Since the beginning of time, everybody has noticed the differences between men and women.
I mean, it's kinda hard to miss.
Now, also since the beginning of time, there has been a huge taboo on men wearing dresses, not that that didn't stop many transvestites. Not that I have a vendetta against transvestites.
Anyway, when we went to go to the kid's parents and deliver Bozo's ear, I wasn't expecting anything out to the ordinary. C'mon, we were delivering a plastic clown ear along with a new ransom note demanding more money for the safety of their son. That's what you'd call a text book case, if textbooks covered clown mutilation.
I wasn't paying attention, truthfully. I was bored. I was ready to say screw the clown, screw the money, and screw your good ol' dad! Then, of course, I'd be asked to leave and I'd get a good talking to by Fuller. So, I resolved to leaning against their dining table, smacking my gum as if it were nicotine. They were talking, blah, blah, kidnapping, blah, blah, your dad's crazy, blah, blah, my penis is bigger then yours, blah friggin' blah.
Which pretty much tells you that I wasn't paying attention. I should've, I know I should've. And no, not for the morality of it, not for the fact that they were discussing their son's kidnapping, or for the fact that one of the best kidnappers of all time just got their moves ripped off. If I had listened, I could've protected myself from at least a half-hour embarrassment back at the chapel. Besides, my pride was way more important. I am trying to find their son after all. Trying being the operative word.
So, I'm leaning when all of a sudden, Fuller asks the mom if she wants to follow the demands.

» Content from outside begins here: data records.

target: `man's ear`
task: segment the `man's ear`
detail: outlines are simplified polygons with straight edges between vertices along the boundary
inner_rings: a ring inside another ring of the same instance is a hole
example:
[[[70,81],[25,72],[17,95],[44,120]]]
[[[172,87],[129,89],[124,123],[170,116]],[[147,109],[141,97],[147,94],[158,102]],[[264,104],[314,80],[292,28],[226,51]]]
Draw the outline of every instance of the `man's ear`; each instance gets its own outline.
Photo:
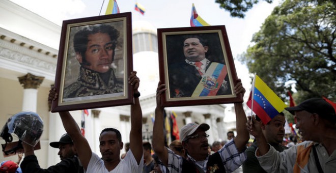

"'Cause he wants you to deliver the ransom this time," Fuller said easily. Great, mommy dearest to the rescue. Then daddy dearest said something about mommy dearest not going and something else about tossing money back and forth out of car windows, and I knew that the kidnappers that invented that move were getting ripped off again. They probably should've patented that one.
It was then that Fuller spoke again, and I barely caught the words.
"We may not have to. How good is your father's eyesight?" Screw eyesight; let's just find the guy! Mommy dearest didn't reply, but the look in her eyes said 'not too good.' Then Fuller looked over at Doug, who was leaning against the counter. Doug then looked over at me, followed by parents dearest.
I stopped in mid smack to look at him, and then continued smacking. What the hell were they looking at me for?
"They don't pay me enough for this."
"Yeah... pantyhose are so expensive..."
Author's Notes: What were Tom's thoughts durin' the conversation that would undoubtly change his fate? Wouldn't we like to know... During the episode In the Custody of a Clown.